Changes in the number of postsynaptic AMPARs occur during synaptic maturation and during rapid and long term changes in synaptic efficacy. As a consequence, the study of how AMPARs are delivered to, endocytosed from and recycled back to the postsynaptic membrane is a major area of interest in the field of synaptic plasticity. To date, phosphorylation of AMPARs has been studied as a well-established posttranslational modification known to contribute to receptor trafficking to and from the postsynaptic membrane. We have recently discovered ubiquitination as a new posttranslational modification that controls the internalization and endocytic sorting of AMPARs. We have identified the E3 ubiquitin ligase Nedd4-1 as a critical enzyme in AMPAR modification by multiple independent biochemical and functional criteria and we have uncovered a previously unsuspected interplay between receptor phosphorylation and ubiquitination. This proposal builds on these new observations linking ubiquitination and phosphorylation in AMPAR trafficking and synaptic function.
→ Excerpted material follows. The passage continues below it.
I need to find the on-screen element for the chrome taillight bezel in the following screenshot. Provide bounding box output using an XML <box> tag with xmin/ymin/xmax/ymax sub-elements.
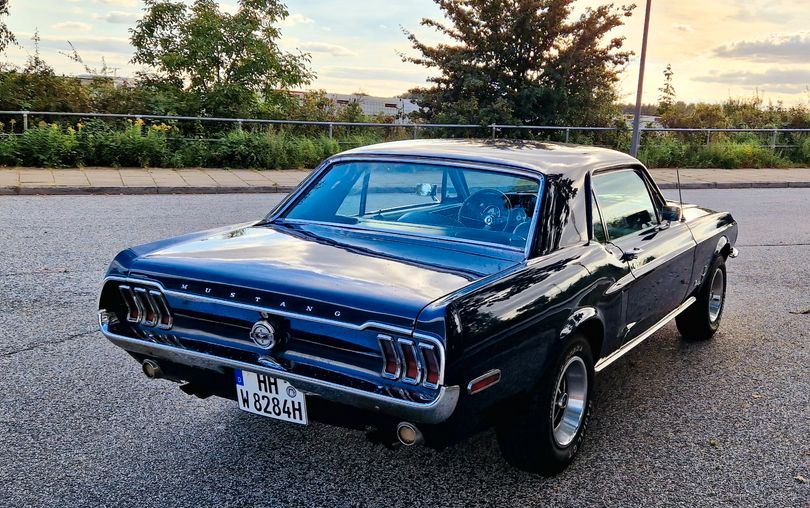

We will determine the molecular mechanisms and function of AMPAR ubiquitination in neurons by accomplishing these Specific Aims: 1) to determine how synaptic activity regulates AMPAR ubiquitination and determine the relationship between AMPAR phosphorylation and ubiquitination;2) to determine how synaptic activity and the interplay between AMPAR phosphorylation and ubiquitination regulates the trafficking and turnover of AMPARs;and 3) to validate and determine the physiological significance of AMPAR ubiquitination on synaptic function. We expect advancements made in this research to provide new insights into the mechanisms of synaptic plasticity and to lay the groundwork for future studies involving AMPAR trafficking and synaptic dysfunction.

Public Health Relevance

The trafficking of glutamate receptors is a major area of research related to synaptic plasticity and neurodegenerative disease. We have identified that the AMPA-type glutamate receptor (AMPAR) is modified by ubiquitin to control its internalization, endocytic sorting and turnover in neurons. The goal of this proposal is to understand the molecular mechanisms that exist at synapses to regulate AMPAR ubiquitination. To that end, we expect advancements made in this research to provide new insights into the mechanisms of synaptic plasticity and to lay the groundwork for future studies involving AMPAR trafficking and synaptic dysfunction.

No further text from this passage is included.